Just got into improper integrals, in my Calculus 2 class. We're looking to see if the integral converges or diverges.

Homework Statement

The integral given:
∫(dt/(t+1)^2) on the interval from -1 to 5

Homework Equations

uhhh...

The Attempt at a Solution

Took the limit as "a" goes to -1.

Did a simple u substitution with u=t+1, so that du=dt.

So, you're left with (du/u^2)

The integral of that is -(1/u) meaning -(1/(t+1))

Then I used the fundamental theorem of calculus by evaluating the integral from 5 to "a".
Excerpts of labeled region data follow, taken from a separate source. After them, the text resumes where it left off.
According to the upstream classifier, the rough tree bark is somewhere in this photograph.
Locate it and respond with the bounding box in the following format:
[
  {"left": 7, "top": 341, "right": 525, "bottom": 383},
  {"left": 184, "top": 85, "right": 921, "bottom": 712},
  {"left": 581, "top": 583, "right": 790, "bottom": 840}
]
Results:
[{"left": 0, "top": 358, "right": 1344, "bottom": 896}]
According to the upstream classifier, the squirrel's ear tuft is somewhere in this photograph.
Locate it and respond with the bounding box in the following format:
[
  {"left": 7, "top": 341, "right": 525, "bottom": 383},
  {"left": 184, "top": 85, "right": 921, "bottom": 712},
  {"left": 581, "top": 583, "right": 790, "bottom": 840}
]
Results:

That looks like: -(1/(5+1)) - (1/(a+1))

Basically, I have no clue if I'm doing this right. According to the back of the book, it diverges. But I have no idea how to see that. Any help would be appreciated. Thanks.

 

[dynamicsolo]

You have
$$\int_{-1}^{5} \frac{dt}{(t+1)^{2}} = -\frac{1}{6} - [ \lim_{a \rightarrow -1} (-\frac{1}{a+1}) ] .$$

What happens when you apply the limit?

 

[Timebomb3750]

You mean apply the -1 into "a"? That would make it undefined because you'd be dividing by zero. But what does this tell me about convergence/divergence?

 

[dynamicsolo]

And so that limit is undefined. Therefore, there is no meaningful value for the integral: that is what is meant by "divergence". We say the integral "converges" if the limit for its value approaches a finite number. If the limit for the integral does not approach a finite value, or does not even exist, the integral is said to "diverge". (It should also give the definitions of convergence and divergence of an integral in your textbook.)

 

[Timebomb3750]

Wow. Thanks for clearing that up. I'm starting to understand it now, as I do more problems. Sometimes, I can't understand my textbook, nor my professor.